Promotion to the Premier League
WILL provide a lifeline and should secure our future. But recent revelations
underline that promotion in not an aspiration. It's essential for our very
survival.
The Bottom Line.
(Or 5 Reasons Why Failure Is Not
An Option)
·
Cardiff City Football Club (Holdings) Ltd owes
creditors £83m, of which £52m is due to be repaid in the next 12 months.
·
£37.5m of the total debt is owed to Vincent Tan
who will turn this debt into shares if promotion is achieved.
·
The Langston debt has now risen to £19m and must
be repaid by 2016. (Before The Devil's Eyebrows were clipped he ensured that he
retained control over the naming rights to the stadium so that's another
potential £5m for the money-grabbing psychopath. Kerching!)
·
In the last financial year despite record
revenues the club made a loss of £13.5m. City accountant and Cardiff fan Keith
Morgan has concluded that this 'clearly shows that the club cannot operate at a
profit at Championship level'.
·
But more importantly, the unedifying sight of
grown men crying must be avoided.
Taking a positive view, when
promotion is confirmed all our money worries will soon be a distant memory. In
2011 Delloittes estimated that the prize was worth something in excess of £90m.
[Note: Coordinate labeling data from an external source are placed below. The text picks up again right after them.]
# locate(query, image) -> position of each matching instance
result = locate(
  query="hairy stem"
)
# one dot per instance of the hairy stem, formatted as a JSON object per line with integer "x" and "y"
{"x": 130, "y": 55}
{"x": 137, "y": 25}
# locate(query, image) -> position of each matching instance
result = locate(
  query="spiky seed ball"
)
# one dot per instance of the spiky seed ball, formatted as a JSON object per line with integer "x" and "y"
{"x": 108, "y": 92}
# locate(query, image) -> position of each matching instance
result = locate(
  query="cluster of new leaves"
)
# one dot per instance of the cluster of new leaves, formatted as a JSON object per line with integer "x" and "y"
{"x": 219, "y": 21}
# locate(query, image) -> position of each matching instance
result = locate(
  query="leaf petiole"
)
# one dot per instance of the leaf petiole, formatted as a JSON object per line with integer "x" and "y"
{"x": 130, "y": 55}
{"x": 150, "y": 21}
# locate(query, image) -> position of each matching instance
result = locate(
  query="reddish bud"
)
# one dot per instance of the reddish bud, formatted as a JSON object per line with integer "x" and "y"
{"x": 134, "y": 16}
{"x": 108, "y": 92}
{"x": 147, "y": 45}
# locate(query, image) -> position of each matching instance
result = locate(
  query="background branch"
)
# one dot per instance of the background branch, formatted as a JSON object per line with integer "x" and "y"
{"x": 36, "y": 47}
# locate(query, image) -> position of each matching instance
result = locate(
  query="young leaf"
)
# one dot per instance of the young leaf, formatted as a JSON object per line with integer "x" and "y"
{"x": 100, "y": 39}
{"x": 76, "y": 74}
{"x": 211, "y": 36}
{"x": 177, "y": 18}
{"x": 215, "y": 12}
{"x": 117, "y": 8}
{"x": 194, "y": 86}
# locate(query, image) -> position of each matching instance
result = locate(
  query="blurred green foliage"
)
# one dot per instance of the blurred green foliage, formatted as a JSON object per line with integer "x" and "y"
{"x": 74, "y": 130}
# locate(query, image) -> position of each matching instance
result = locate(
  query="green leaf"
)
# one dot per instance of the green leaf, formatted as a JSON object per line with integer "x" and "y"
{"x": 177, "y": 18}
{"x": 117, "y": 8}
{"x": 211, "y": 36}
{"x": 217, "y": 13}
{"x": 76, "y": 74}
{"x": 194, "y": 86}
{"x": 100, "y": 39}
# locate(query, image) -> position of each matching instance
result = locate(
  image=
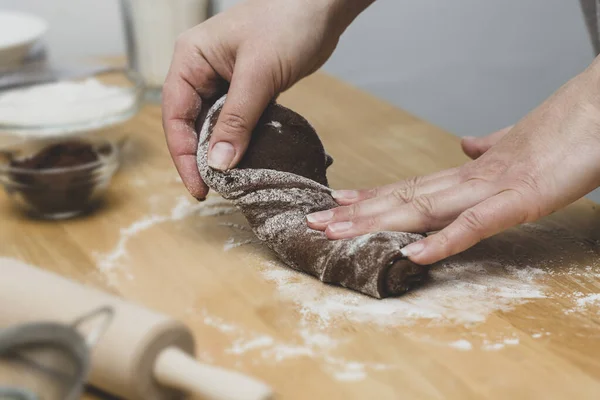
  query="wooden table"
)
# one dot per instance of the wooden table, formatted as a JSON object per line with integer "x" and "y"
{"x": 514, "y": 318}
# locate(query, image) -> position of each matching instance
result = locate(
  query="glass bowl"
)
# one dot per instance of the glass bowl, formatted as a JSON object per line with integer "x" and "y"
{"x": 70, "y": 107}
{"x": 58, "y": 192}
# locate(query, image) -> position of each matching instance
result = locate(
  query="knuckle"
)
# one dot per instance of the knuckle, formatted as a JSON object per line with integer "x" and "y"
{"x": 371, "y": 224}
{"x": 473, "y": 221}
{"x": 403, "y": 194}
{"x": 353, "y": 211}
{"x": 442, "y": 239}
{"x": 485, "y": 169}
{"x": 406, "y": 192}
{"x": 425, "y": 206}
{"x": 528, "y": 182}
{"x": 183, "y": 40}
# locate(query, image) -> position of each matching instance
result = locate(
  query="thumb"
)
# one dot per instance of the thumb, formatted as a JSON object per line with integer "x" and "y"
{"x": 250, "y": 92}
{"x": 474, "y": 147}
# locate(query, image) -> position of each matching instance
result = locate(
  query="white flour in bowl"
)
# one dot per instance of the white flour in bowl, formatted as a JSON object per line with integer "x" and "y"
{"x": 64, "y": 103}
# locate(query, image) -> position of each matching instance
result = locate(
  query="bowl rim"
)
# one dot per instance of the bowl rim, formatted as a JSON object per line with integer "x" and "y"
{"x": 63, "y": 130}
{"x": 39, "y": 24}
{"x": 111, "y": 159}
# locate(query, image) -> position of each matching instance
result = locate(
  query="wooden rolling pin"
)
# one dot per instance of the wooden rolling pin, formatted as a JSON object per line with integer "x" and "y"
{"x": 142, "y": 354}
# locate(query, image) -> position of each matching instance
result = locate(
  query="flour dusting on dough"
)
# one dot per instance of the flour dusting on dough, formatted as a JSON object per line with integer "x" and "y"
{"x": 457, "y": 294}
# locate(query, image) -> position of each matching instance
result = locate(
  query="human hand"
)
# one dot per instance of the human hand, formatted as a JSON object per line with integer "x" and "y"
{"x": 545, "y": 162}
{"x": 258, "y": 48}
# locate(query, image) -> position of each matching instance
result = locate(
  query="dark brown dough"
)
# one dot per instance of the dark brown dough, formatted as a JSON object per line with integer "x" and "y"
{"x": 281, "y": 178}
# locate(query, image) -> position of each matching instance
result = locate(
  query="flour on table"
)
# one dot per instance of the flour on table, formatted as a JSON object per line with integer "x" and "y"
{"x": 312, "y": 343}
{"x": 457, "y": 294}
{"x": 462, "y": 344}
{"x": 184, "y": 208}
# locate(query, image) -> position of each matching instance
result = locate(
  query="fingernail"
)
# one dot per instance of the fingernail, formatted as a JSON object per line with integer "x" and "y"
{"x": 412, "y": 249}
{"x": 345, "y": 194}
{"x": 221, "y": 156}
{"x": 340, "y": 227}
{"x": 321, "y": 216}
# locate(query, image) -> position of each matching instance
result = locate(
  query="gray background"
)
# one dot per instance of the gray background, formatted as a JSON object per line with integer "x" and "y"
{"x": 469, "y": 66}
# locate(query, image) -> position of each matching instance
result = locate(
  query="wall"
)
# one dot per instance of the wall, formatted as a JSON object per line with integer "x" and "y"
{"x": 470, "y": 66}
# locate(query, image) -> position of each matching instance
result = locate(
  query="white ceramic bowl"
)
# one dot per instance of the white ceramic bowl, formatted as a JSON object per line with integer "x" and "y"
{"x": 18, "y": 33}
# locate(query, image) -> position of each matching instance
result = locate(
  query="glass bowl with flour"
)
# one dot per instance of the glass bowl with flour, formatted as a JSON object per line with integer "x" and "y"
{"x": 68, "y": 108}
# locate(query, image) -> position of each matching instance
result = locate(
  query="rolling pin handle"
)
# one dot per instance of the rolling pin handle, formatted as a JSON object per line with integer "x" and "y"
{"x": 176, "y": 369}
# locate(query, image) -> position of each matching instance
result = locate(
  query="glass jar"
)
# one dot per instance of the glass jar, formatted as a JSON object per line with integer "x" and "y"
{"x": 151, "y": 28}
And that was before the new Premier League broadcasting rights were negotiated.
This will net us a share of £5.5 billion.
The deal with America's NBC will
allow more than 80 million homes in the U.S. the opportunity to panic over the
sight of 27,000 footie fundamentalists whacking themselves over the head in a
display of devotion to a mysterious Welsh Shi'ite cleric.
The greatest growth in popularity
however is in Asia and the Indian subcontinent. In China alone, 21 different TV
stations will be broadcasting our games via Super Sports. In Malaysia the U
Television Company is the second biggest pay TV station with 40 separate
channels. It is owned by a certain Tan Sri Dato Seri Vincent Tan Chee Yioun. And
Mr Tan's Premier Ship is coming in. Nothing less will do. We get promoted and
he gets a huge return on his investment; we fail and Year Zero looms.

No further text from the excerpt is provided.